Last Easter, I went back to my hometown for a good old catch-up, not just with my family, but with various friends. I rang one friend to arrange a coffee date. I would step off the bus and straight into a coffee shop for our chin wag. With another set of friends, I arranged a lunch to take place a couple of hours later, via our WhatsApp group.
I was to meet them on the Saturday, and both social arrangements had been made by the Tuesday. For some people, this would be the stuff of nightmares. ‘I hate to be tied,’ I hear such people say, as if an invite to have coffee at eleven on a Friday were a court summons. I have to say, this kind of talk saddens me, with its implication that friendship is a burden to be borne.
The Privileges of Friendship
I get a thrill when my phone pings with a message asking me to meet at eleven on a Friday, or with a reply that yes, my friend would love to meet me on a Friday. When I get a message like that, it tells me that someone is thinking of me, and that gives me a warm glow. I feel lucky that people think enough of me to want to make arrangements to meet me.
And I feel privileged to even have friends in the first place, because there are plenty of people who have none. Loneliness has become so endemic that the UK Government has appointed a Minister for Loneliness. We have never had more technology to communicate with, yet I wonder if this technology has turned us into tectonic plates, drifting further apart from each other.
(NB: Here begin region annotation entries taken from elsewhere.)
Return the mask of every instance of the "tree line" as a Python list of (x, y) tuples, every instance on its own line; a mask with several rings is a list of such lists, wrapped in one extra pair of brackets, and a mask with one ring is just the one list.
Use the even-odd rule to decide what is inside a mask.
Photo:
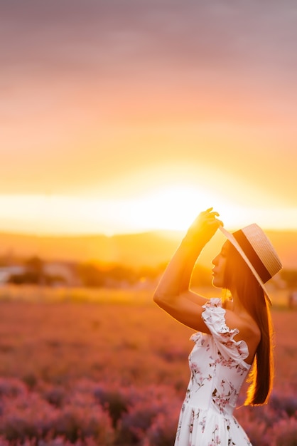
[[(58, 262), (68, 269), (73, 279), (73, 285), (86, 287), (117, 287), (133, 286), (140, 282), (153, 284), (165, 270), (166, 263), (156, 266), (141, 266), (138, 269), (119, 264), (99, 264), (96, 262)], [(0, 258), (0, 267), (8, 266), (7, 261)], [(26, 284), (46, 286), (69, 285), (63, 274), (48, 272), (48, 262), (34, 256), (18, 259), (22, 271), (11, 274), (7, 282), (16, 285)], [(283, 284), (289, 289), (297, 289), (297, 270), (284, 269), (279, 273)], [(207, 286), (211, 283), (211, 271), (201, 265), (196, 265), (192, 276), (193, 286)]]

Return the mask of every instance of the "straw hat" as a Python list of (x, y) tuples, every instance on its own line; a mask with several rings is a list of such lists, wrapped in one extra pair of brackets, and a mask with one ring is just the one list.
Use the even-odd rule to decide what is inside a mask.
[(282, 266), (267, 236), (255, 223), (232, 234), (222, 226), (220, 229), (247, 263), (271, 305), (264, 284), (279, 272)]

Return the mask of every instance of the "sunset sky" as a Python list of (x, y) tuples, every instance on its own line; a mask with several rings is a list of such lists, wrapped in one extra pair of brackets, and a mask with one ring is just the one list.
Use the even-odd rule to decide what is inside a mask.
[(0, 9), (0, 232), (297, 229), (295, 2)]

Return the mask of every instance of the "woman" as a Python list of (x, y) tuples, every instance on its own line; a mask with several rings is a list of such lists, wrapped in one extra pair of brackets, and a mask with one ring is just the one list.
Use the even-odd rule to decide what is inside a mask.
[[(198, 331), (191, 336), (191, 375), (175, 446), (251, 445), (232, 416), (240, 388), (249, 373), (245, 404), (255, 405), (267, 402), (272, 386), (271, 300), (264, 284), (281, 264), (256, 224), (230, 234), (217, 217), (212, 208), (200, 214), (153, 296), (167, 313)], [(227, 241), (212, 261), (212, 284), (222, 289), (222, 297), (207, 301), (190, 291), (190, 277), (218, 228)]]

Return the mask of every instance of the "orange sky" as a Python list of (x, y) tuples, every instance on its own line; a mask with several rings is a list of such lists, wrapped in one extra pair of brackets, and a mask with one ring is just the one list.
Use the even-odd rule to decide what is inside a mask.
[(297, 229), (297, 16), (259, 4), (0, 0), (0, 231)]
Leaving Friendship to Chance
I could have left my arrangements to chance, turned up on the Saturday and sent messages to see who was around. Some people thrive on this. But I know that if I make concrete arrangements with my friends, they’re more likely to happen. Once I’ve made the arrangements, I can slot the rest of my schedule around them. For me, that’s freedom of a kind.
Yes, it’s a commitment. It means carving out time away from my work and family schedules. But it’s a commitment I freely choose to make. Rather than seeing the arrangements as an obligation, I see them as a beacon on the landscape, something warm and inviting to move towards. And I reap the reward for that effort in the form of laughter, support and a sense of belonging.